Dr. Sharma said CT works well if there is no calcification. If there is, the reading can be wrong 30 to 40 percent of the time. As a result, patients will continue to undergo angiography, but to determine the composition of plaque and its chances of being vulnerable plaque, additional imaging will be done using IVUS.

Treatment Options

Most cardiologists begin treatment by putting patients on a low-cholesterol diet to see if they can reverse the process. After that, medication is the order of the day.

There is, however, another treatment option — the use of stents to treat VP — that is causing some controversy among interventional cardiologists.

Dr. Poon said stents are sometimes used to stabilize the plaque by pushing it deeper into the wall. But he admitted, “You basically are sweeping it under the rug.”

“I think it’s a misuse of stenting because we are not good enough yet in picking out plaques that are at high risk of rupturing,” Dr. Shapiro said. “Even if it’s a drug-eluting stent, the patient is at risk of developing a thrombus. And that’s too big a jump. There needs to be more data before that step is taken.”

Dr. Sharma says a stent can lower the risk of a VP rupturing. Yet he added, “You really cannot treat VP using a stent. You need aggressive medical treatment.”

Dr. Rutherford weighs in by saying that the major concern about using a stent is that you can accidentally rupture the plaque — thus creating the problem you wanted to avoid.

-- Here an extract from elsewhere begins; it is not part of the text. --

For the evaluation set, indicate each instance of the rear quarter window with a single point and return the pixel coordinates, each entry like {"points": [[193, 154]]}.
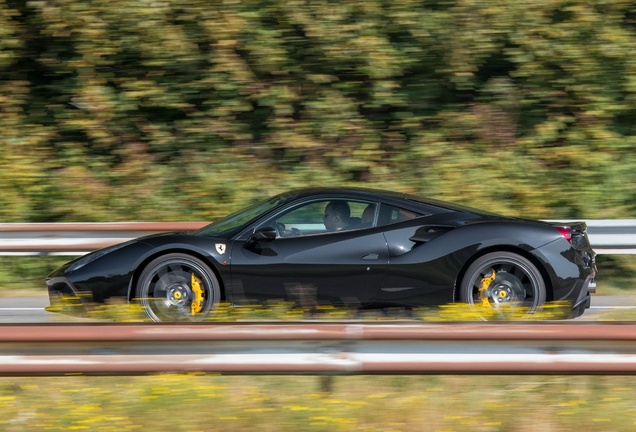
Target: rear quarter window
{"points": [[390, 214]]}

But he also holds out hope for the future. “Already in development is a completely absorbable stent that would be gone in a year,” he said.

Looking even farther into the future, Dr. Stone envisions a time when highly-selective nanoparticles will be used to target macrophages in patients diagnosed with VP. “This truly is the age of personalized medicine,” he said.

  • Dr. Sharma (left) will use IVUS in addition to traditional angiography and CT to identify VP.